[Baypiggies] Improving Python+MPI import performance

Thu Jan 12 21:23:20 CET 2012

Hi all,

I work on a Python/C++ scientific code that runs as a number of
independent Python processes communicating via MPI. Unfortunately, as
some of you may have experienced, module importing does not scale well
in Python/MPI applications. For 32k processes on BlueGene/P, importing
100 trivial C-extension modules takes 5.5 hours, compared to 35
minutes for all other interpreter loading and initialization. We
developed a simple pure-Python module (based on knee.py, a
hierarchical import example) that cuts the import time from 5.5 hours
to 6 minutes.

The code is available here:

https://github.com/langton/MPI_Import

Usage, implementation details, and limitations are described in a
docstring at the beginning of the file (just after the mandatory
legalese).

I've talked with a few people who've faced the same problem and heard
about a variety of approaches, which range from putting all necessary
files in one directory to hacking the interpreter itself so it
distributes the module-loading over MPI. Last summer, I had a student
intern try a few of these approaches. It turned out that the problem
wasn't so much the simultaneous module loads, but rather the huge
number of failed open() calls (ENOENT) as the interpreter tries to
find the module files.
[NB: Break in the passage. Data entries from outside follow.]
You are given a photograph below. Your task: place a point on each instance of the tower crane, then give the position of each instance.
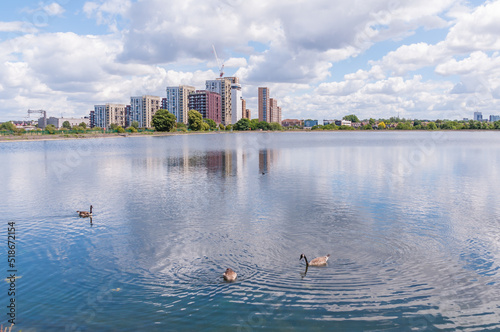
(41, 112)
(219, 63)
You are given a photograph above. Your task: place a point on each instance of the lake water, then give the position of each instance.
(411, 220)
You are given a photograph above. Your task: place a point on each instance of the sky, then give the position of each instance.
(321, 59)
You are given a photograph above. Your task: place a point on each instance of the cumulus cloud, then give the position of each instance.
(17, 27)
(54, 9)
(296, 52)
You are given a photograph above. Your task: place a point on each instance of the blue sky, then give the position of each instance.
(321, 59)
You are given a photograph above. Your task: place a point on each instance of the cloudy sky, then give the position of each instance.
(321, 59)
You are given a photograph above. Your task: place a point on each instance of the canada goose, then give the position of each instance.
(85, 214)
(229, 275)
(319, 261)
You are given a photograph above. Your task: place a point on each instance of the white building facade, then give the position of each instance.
(223, 87)
(143, 108)
(178, 101)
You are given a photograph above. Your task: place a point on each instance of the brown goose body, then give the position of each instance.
(85, 214)
(318, 261)
(229, 275)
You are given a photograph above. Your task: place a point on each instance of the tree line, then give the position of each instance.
(163, 120)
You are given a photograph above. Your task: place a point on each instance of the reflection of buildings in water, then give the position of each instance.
(220, 161)
(266, 159)
(223, 162)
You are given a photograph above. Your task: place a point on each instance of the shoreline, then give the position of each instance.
(32, 138)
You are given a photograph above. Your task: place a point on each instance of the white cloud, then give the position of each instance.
(295, 52)
(54, 9)
(17, 27)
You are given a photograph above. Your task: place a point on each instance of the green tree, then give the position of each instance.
(264, 125)
(403, 126)
(431, 126)
(331, 126)
(275, 126)
(163, 120)
(211, 123)
(243, 124)
(367, 126)
(8, 126)
(66, 124)
(195, 120)
(51, 129)
(351, 117)
(254, 124)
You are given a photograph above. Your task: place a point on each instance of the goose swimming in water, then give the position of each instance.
(229, 275)
(319, 261)
(85, 214)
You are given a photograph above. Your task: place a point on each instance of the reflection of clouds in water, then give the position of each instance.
(175, 212)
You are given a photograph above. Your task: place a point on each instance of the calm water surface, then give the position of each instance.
(411, 220)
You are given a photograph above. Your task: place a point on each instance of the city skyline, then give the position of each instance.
(432, 59)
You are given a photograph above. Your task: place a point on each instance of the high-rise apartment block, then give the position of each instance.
(274, 111)
(478, 116)
(269, 110)
(105, 115)
(208, 103)
(264, 104)
(143, 108)
(178, 100)
(222, 86)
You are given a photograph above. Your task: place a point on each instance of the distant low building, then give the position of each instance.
(58, 122)
(343, 123)
(310, 123)
(292, 122)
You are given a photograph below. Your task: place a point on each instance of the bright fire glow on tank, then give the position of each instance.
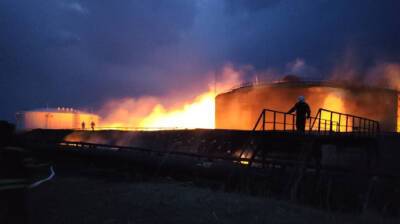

In the MPI_Import module, we have rank 0
perform the module lookups and then broadcast the locations to the
rest of the processes. For our real-world scientific applications
written in Python and C++, this has meant that we can start a problem
and actually make computational progress before the batch allocation
ends.

If you try out the code, I'd appreciate any feedback you have:
performance results, bugfixes/feature-additions, or alternate
approaches to solving this problem. Thanks!

-Asher